Open thine eyes, O Jehovah, and see. It is as if Hezekiah had prayed that the assistance of God, which he had long kept in his heart committed to the guardianship of hope, would be actually and publicly manifested; and therefore he prays that Jehovah would “open his eyes and see;” that is, would shew that he cares about these matters. Hezekiah shews plainly what was the subject about which he was most anxious, namely, that God would revenge the insults offered to him; for although he was deeply affected by anxiety about his kingdom and people, yet he set a higher value on the glory of God than on all other sources of uneasiness. The advancement of that glory ought, indeed, above all things, to move and impress our hearts, and the more especially because we know that it is closely connected with our salvation.

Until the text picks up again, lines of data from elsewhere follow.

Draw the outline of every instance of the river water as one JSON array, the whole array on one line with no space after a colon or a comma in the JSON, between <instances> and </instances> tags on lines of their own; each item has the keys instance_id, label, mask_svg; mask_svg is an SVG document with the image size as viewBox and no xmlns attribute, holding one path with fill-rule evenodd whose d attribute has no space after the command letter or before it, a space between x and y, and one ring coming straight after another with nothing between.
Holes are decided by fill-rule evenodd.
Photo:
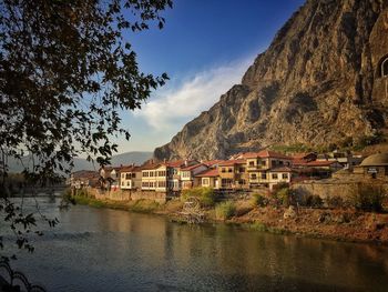
<instances>
[{"instance_id":1,"label":"river water","mask_svg":"<svg viewBox=\"0 0 388 292\"><path fill-rule=\"evenodd\" d=\"M60 224L12 266L48 291L388 291L387 246L39 203Z\"/></svg>"}]
</instances>

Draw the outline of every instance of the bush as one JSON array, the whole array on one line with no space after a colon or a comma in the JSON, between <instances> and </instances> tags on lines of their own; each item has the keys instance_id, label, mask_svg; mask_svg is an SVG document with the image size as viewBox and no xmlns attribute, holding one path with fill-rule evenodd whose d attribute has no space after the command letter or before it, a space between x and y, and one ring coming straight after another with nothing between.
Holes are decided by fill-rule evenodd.
<instances>
[{"instance_id":1,"label":"bush","mask_svg":"<svg viewBox=\"0 0 388 292\"><path fill-rule=\"evenodd\" d=\"M345 207L345 202L343 198L339 195L328 197L326 199L326 203L328 208L333 208L333 209L340 209Z\"/></svg>"},{"instance_id":2,"label":"bush","mask_svg":"<svg viewBox=\"0 0 388 292\"><path fill-rule=\"evenodd\" d=\"M385 193L379 185L361 184L350 200L353 207L357 210L381 212Z\"/></svg>"},{"instance_id":3,"label":"bush","mask_svg":"<svg viewBox=\"0 0 388 292\"><path fill-rule=\"evenodd\" d=\"M319 195L309 195L307 198L308 207L313 208L321 208L324 205L324 201L320 199Z\"/></svg>"},{"instance_id":4,"label":"bush","mask_svg":"<svg viewBox=\"0 0 388 292\"><path fill-rule=\"evenodd\" d=\"M222 202L215 207L215 217L221 220L231 219L236 213L236 205L231 202Z\"/></svg>"},{"instance_id":5,"label":"bush","mask_svg":"<svg viewBox=\"0 0 388 292\"><path fill-rule=\"evenodd\" d=\"M294 202L293 192L288 188L279 189L277 192L275 192L274 198L276 200L276 204L284 207L288 207Z\"/></svg>"},{"instance_id":6,"label":"bush","mask_svg":"<svg viewBox=\"0 0 388 292\"><path fill-rule=\"evenodd\" d=\"M190 197L198 198L201 207L213 207L215 203L216 195L212 188L193 188L183 190L181 199L186 201Z\"/></svg>"},{"instance_id":7,"label":"bush","mask_svg":"<svg viewBox=\"0 0 388 292\"><path fill-rule=\"evenodd\" d=\"M266 205L268 205L268 199L265 198L264 195L258 194L258 193L254 193L252 195L252 204L254 207L256 207L256 205L266 207Z\"/></svg>"}]
</instances>

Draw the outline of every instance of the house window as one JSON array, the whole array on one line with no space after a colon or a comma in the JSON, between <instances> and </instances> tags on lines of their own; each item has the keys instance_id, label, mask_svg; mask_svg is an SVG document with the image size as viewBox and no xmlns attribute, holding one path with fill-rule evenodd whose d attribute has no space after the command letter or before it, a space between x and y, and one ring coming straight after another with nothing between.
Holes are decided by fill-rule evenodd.
<instances>
[{"instance_id":1,"label":"house window","mask_svg":"<svg viewBox=\"0 0 388 292\"><path fill-rule=\"evenodd\" d=\"M388 77L388 57L381 62L381 77Z\"/></svg>"}]
</instances>

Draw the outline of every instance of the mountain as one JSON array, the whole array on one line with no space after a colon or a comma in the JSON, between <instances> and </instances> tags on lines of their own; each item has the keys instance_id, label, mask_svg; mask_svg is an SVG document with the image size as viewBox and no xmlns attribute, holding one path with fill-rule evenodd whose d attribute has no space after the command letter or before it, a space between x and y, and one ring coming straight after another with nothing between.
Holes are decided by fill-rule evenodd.
<instances>
[{"instance_id":1,"label":"mountain","mask_svg":"<svg viewBox=\"0 0 388 292\"><path fill-rule=\"evenodd\" d=\"M357 142L386 132L387 7L387 0L307 0L241 84L154 157L215 159L270 144Z\"/></svg>"},{"instance_id":2,"label":"mountain","mask_svg":"<svg viewBox=\"0 0 388 292\"><path fill-rule=\"evenodd\" d=\"M116 154L112 157L111 163L112 165L120 165L120 164L142 164L144 161L149 160L152 158L152 152L140 152L140 151L133 151L133 152L125 152L122 154ZM30 157L23 157L22 158L22 163L14 159L9 159L8 164L10 172L21 172L24 167L23 165L29 165L31 159ZM74 159L74 168L73 171L78 170L96 170L99 169L99 165L93 165L93 163L89 162L85 159L82 158L75 158Z\"/></svg>"}]
</instances>

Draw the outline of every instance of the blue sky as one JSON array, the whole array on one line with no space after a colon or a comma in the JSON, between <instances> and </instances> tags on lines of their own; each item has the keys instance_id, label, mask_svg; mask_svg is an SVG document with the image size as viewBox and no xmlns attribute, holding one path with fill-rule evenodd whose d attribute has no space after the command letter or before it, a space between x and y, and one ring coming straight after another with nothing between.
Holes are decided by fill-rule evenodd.
<instances>
[{"instance_id":1,"label":"blue sky","mask_svg":"<svg viewBox=\"0 0 388 292\"><path fill-rule=\"evenodd\" d=\"M255 57L303 0L175 0L164 11L163 30L152 28L125 38L145 73L171 80L134 112L122 112L130 141L119 152L153 151L210 109L241 79Z\"/></svg>"}]
</instances>

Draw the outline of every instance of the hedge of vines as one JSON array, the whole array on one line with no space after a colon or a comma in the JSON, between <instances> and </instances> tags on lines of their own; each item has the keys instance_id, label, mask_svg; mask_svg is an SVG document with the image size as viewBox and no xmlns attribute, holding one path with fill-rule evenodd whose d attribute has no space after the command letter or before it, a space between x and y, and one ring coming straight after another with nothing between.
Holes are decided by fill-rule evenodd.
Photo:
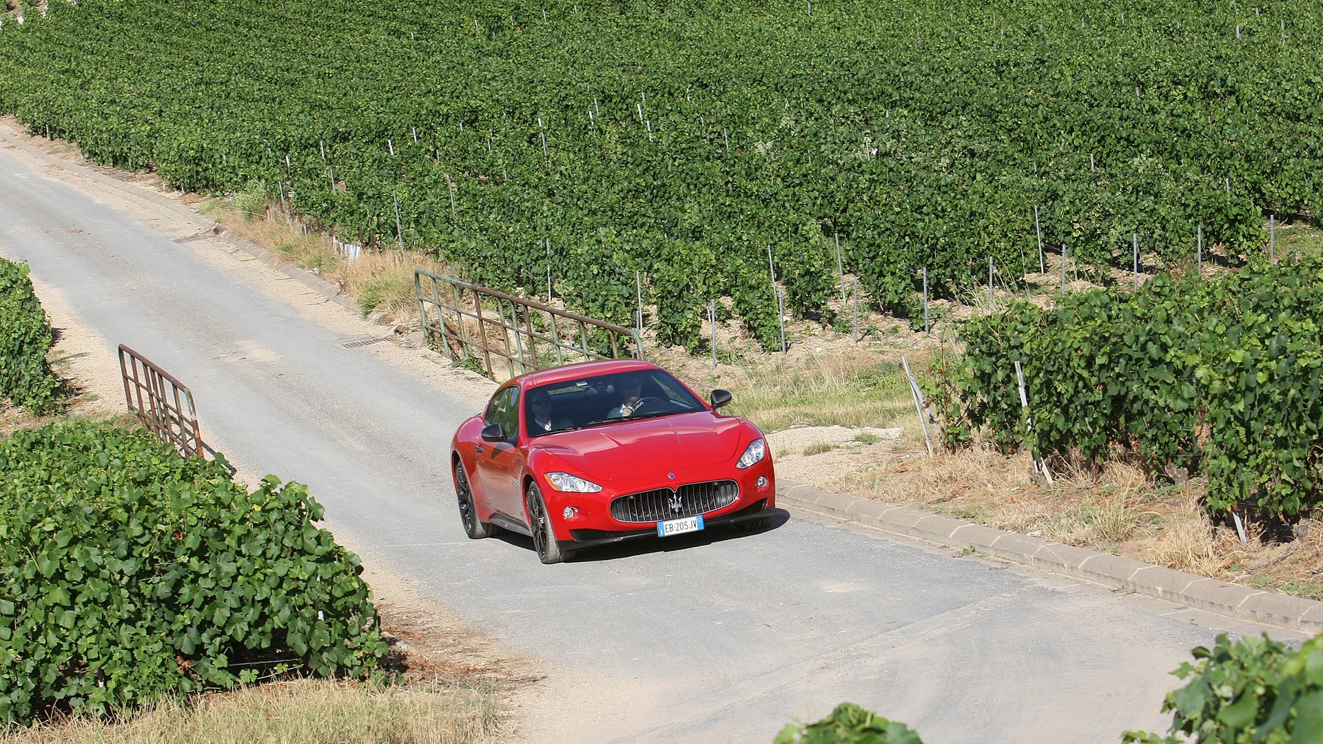
<instances>
[{"instance_id":1,"label":"hedge of vines","mask_svg":"<svg viewBox=\"0 0 1323 744\"><path fill-rule=\"evenodd\" d=\"M29 413L58 408L60 380L46 361L53 342L28 265L0 257L0 396Z\"/></svg>"},{"instance_id":2,"label":"hedge of vines","mask_svg":"<svg viewBox=\"0 0 1323 744\"><path fill-rule=\"evenodd\" d=\"M1323 504L1323 261L1253 262L1212 281L1156 277L962 327L938 360L949 443L1132 455L1208 477L1208 507L1290 516ZM1015 361L1024 369L1021 408ZM1032 428L1027 426L1032 418Z\"/></svg>"},{"instance_id":3,"label":"hedge of vines","mask_svg":"<svg viewBox=\"0 0 1323 744\"><path fill-rule=\"evenodd\" d=\"M1189 682L1172 690L1167 736L1127 731L1123 744L1311 744L1323 739L1323 637L1301 649L1262 638L1232 642L1220 634L1212 649L1191 651L1175 674Z\"/></svg>"},{"instance_id":4,"label":"hedge of vines","mask_svg":"<svg viewBox=\"0 0 1323 744\"><path fill-rule=\"evenodd\" d=\"M0 721L386 653L359 557L298 483L75 421L0 441Z\"/></svg>"},{"instance_id":5,"label":"hedge of vines","mask_svg":"<svg viewBox=\"0 0 1323 744\"><path fill-rule=\"evenodd\" d=\"M830 315L835 240L882 306L1319 214L1306 0L52 3L0 26L0 109L171 184L261 183L341 237L663 340L728 295L778 343ZM279 192L279 193L278 193ZM546 245L550 244L550 254ZM725 306L722 312L725 312Z\"/></svg>"}]
</instances>

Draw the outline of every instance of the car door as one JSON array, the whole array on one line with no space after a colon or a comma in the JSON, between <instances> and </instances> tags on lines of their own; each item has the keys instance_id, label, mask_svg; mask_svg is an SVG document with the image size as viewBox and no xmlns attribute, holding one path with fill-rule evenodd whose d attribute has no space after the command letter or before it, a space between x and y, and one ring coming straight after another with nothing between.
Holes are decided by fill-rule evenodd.
<instances>
[{"instance_id":1,"label":"car door","mask_svg":"<svg viewBox=\"0 0 1323 744\"><path fill-rule=\"evenodd\" d=\"M519 388L509 387L492 398L483 414L483 424L500 424L505 441L478 442L478 479L487 503L507 516L523 522L524 499L519 487Z\"/></svg>"}]
</instances>

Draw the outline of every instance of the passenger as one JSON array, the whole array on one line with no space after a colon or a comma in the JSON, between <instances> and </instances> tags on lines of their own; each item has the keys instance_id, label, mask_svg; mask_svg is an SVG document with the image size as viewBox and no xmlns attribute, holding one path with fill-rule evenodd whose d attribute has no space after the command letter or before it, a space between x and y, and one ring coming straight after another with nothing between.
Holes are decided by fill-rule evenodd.
<instances>
[{"instance_id":1,"label":"passenger","mask_svg":"<svg viewBox=\"0 0 1323 744\"><path fill-rule=\"evenodd\" d=\"M528 432L531 434L545 434L570 429L574 424L569 418L552 420L552 396L545 391L532 391L528 393Z\"/></svg>"},{"instance_id":2,"label":"passenger","mask_svg":"<svg viewBox=\"0 0 1323 744\"><path fill-rule=\"evenodd\" d=\"M642 397L643 380L640 380L636 375L626 377L617 387L620 391L620 405L607 412L607 418L632 416L634 412L638 410L646 400L648 400Z\"/></svg>"}]
</instances>

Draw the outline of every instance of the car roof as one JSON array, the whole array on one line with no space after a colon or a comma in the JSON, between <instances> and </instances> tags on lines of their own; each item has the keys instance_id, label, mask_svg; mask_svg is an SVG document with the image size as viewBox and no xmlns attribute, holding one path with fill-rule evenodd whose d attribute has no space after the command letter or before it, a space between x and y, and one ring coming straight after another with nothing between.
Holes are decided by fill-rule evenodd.
<instances>
[{"instance_id":1,"label":"car roof","mask_svg":"<svg viewBox=\"0 0 1323 744\"><path fill-rule=\"evenodd\" d=\"M630 372L635 369L662 369L651 361L638 359L609 359L606 361L582 361L579 364L566 364L565 367L552 367L521 375L512 383L517 383L525 391L541 385L564 383L568 380L581 380L597 375L610 375L613 372Z\"/></svg>"}]
</instances>

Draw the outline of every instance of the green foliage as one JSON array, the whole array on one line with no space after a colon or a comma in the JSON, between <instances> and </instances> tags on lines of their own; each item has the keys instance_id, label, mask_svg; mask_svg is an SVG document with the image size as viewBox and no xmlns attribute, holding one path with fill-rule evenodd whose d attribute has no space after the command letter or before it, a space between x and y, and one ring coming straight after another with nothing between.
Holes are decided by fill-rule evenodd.
<instances>
[{"instance_id":1,"label":"green foliage","mask_svg":"<svg viewBox=\"0 0 1323 744\"><path fill-rule=\"evenodd\" d=\"M1200 744L1315 744L1323 739L1323 637L1291 651L1262 638L1191 651L1195 665L1174 671L1189 683L1167 694L1163 712L1175 711L1171 736L1127 731L1126 744L1180 744L1177 733Z\"/></svg>"},{"instance_id":2,"label":"green foliage","mask_svg":"<svg viewBox=\"0 0 1323 744\"><path fill-rule=\"evenodd\" d=\"M307 487L77 421L0 441L0 720L232 687L385 651L357 556Z\"/></svg>"},{"instance_id":3,"label":"green foliage","mask_svg":"<svg viewBox=\"0 0 1323 744\"><path fill-rule=\"evenodd\" d=\"M1171 263L1199 225L1236 256L1261 210L1323 214L1320 33L1308 3L81 0L0 28L0 110L369 244L398 204L406 245L507 291L550 263L615 323L642 271L691 348L726 295L773 348L767 246L796 316L824 315L835 237L913 316L921 267L946 298L988 257L1037 269L1035 207L1094 269L1132 233Z\"/></svg>"},{"instance_id":4,"label":"green foliage","mask_svg":"<svg viewBox=\"0 0 1323 744\"><path fill-rule=\"evenodd\" d=\"M0 396L34 414L58 408L60 380L46 363L53 340L28 265L0 258Z\"/></svg>"},{"instance_id":5,"label":"green foliage","mask_svg":"<svg viewBox=\"0 0 1323 744\"><path fill-rule=\"evenodd\" d=\"M258 180L251 180L243 184L243 188L234 192L230 199L234 203L234 208L238 209L241 214L251 220L266 209L266 184Z\"/></svg>"},{"instance_id":6,"label":"green foliage","mask_svg":"<svg viewBox=\"0 0 1323 744\"><path fill-rule=\"evenodd\" d=\"M1295 515L1323 503L1323 261L1249 266L1216 281L1158 277L1050 310L970 320L934 401L947 443L987 428L1005 447L1208 475L1208 507ZM1013 363L1028 389L1020 405Z\"/></svg>"},{"instance_id":7,"label":"green foliage","mask_svg":"<svg viewBox=\"0 0 1323 744\"><path fill-rule=\"evenodd\" d=\"M922 744L904 723L886 720L855 703L841 703L808 725L787 724L774 744Z\"/></svg>"}]
</instances>

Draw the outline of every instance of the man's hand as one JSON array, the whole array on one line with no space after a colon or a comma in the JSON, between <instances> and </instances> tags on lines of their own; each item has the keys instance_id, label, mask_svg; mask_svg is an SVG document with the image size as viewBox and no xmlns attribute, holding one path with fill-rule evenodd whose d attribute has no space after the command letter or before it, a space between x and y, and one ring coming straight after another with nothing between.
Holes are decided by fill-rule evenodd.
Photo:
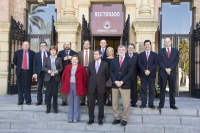
<instances>
[{"instance_id":1,"label":"man's hand","mask_svg":"<svg viewBox=\"0 0 200 133\"><path fill-rule=\"evenodd\" d=\"M33 78L37 79L37 74L33 74Z\"/></svg>"},{"instance_id":2,"label":"man's hand","mask_svg":"<svg viewBox=\"0 0 200 133\"><path fill-rule=\"evenodd\" d=\"M149 71L149 70L145 70L145 72L144 72L144 73L145 73L145 75L147 75L147 76L148 76L148 75L150 74L150 71Z\"/></svg>"}]
</instances>

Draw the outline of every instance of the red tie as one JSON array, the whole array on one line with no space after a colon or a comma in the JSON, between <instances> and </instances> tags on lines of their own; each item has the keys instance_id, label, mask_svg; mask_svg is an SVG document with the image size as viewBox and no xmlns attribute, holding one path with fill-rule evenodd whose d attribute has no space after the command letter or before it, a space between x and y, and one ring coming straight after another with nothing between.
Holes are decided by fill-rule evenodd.
<instances>
[{"instance_id":1,"label":"red tie","mask_svg":"<svg viewBox=\"0 0 200 133\"><path fill-rule=\"evenodd\" d=\"M85 66L88 66L88 51L85 51Z\"/></svg>"},{"instance_id":2,"label":"red tie","mask_svg":"<svg viewBox=\"0 0 200 133\"><path fill-rule=\"evenodd\" d=\"M169 48L167 48L167 56L168 56L168 58L170 57L170 51L169 51Z\"/></svg>"},{"instance_id":3,"label":"red tie","mask_svg":"<svg viewBox=\"0 0 200 133\"><path fill-rule=\"evenodd\" d=\"M24 58L23 58L23 69L27 68L27 56L26 56L26 51L24 52Z\"/></svg>"},{"instance_id":4,"label":"red tie","mask_svg":"<svg viewBox=\"0 0 200 133\"><path fill-rule=\"evenodd\" d=\"M149 52L147 52L146 58L147 58L147 61L148 61L148 59L149 59Z\"/></svg>"},{"instance_id":5,"label":"red tie","mask_svg":"<svg viewBox=\"0 0 200 133\"><path fill-rule=\"evenodd\" d=\"M119 61L119 65L120 65L120 67L122 66L122 61L123 60L123 57L121 57L121 59L120 59L120 61Z\"/></svg>"}]
</instances>

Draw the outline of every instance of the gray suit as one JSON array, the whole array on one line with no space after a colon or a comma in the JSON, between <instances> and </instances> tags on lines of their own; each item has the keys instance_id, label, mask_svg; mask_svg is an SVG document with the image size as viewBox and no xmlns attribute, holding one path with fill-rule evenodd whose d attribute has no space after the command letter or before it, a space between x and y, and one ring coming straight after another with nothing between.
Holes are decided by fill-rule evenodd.
<instances>
[{"instance_id":1,"label":"gray suit","mask_svg":"<svg viewBox=\"0 0 200 133\"><path fill-rule=\"evenodd\" d=\"M48 70L51 70L51 59L47 57L43 63L43 70L45 71L44 81L46 82L46 90L47 90L47 111L50 112L51 109L51 98L53 97L53 109L54 112L57 112L57 99L58 99L58 86L61 81L60 73L63 70L62 60L57 57L55 59L55 69L58 70L58 74L55 76L51 76L48 73Z\"/></svg>"},{"instance_id":2,"label":"gray suit","mask_svg":"<svg viewBox=\"0 0 200 133\"><path fill-rule=\"evenodd\" d=\"M56 63L56 70L58 70L58 73L59 73L59 74L55 75L55 80L61 81L60 73L63 70L61 58L57 57L56 60L55 60L55 63ZM48 70L51 70L51 59L50 59L50 57L47 57L46 60L44 61L43 70L46 72L45 75L44 75L44 81L49 81L50 78L51 78L51 75L48 73Z\"/></svg>"}]
</instances>

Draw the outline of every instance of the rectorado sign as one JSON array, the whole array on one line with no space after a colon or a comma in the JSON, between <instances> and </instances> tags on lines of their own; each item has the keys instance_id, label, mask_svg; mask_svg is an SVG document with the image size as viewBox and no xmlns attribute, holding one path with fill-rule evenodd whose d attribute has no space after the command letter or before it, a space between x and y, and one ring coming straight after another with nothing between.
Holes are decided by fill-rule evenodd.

Thus Hezekiah here represents this tyrant as an enemy of God, who dishonors him by reproaches and curses because Jerusalem glories in his name and protection, and concludes that God cannot forsake the city which he hath undertaken to defend, without at the same time abandoning his own name. Since, therefore, God in his infinite goodness chooses to connect our salvation with his glory, we ought to lay held on those promises for the purpose of strengthening our hearts, that although the wicked, while they reproach God and pour and vomit out the venom of their breast, harden themselves in the vain hope that they shall not be punished, still there will not be a syllable which the Lord does not hear, and which he does not at length call to account.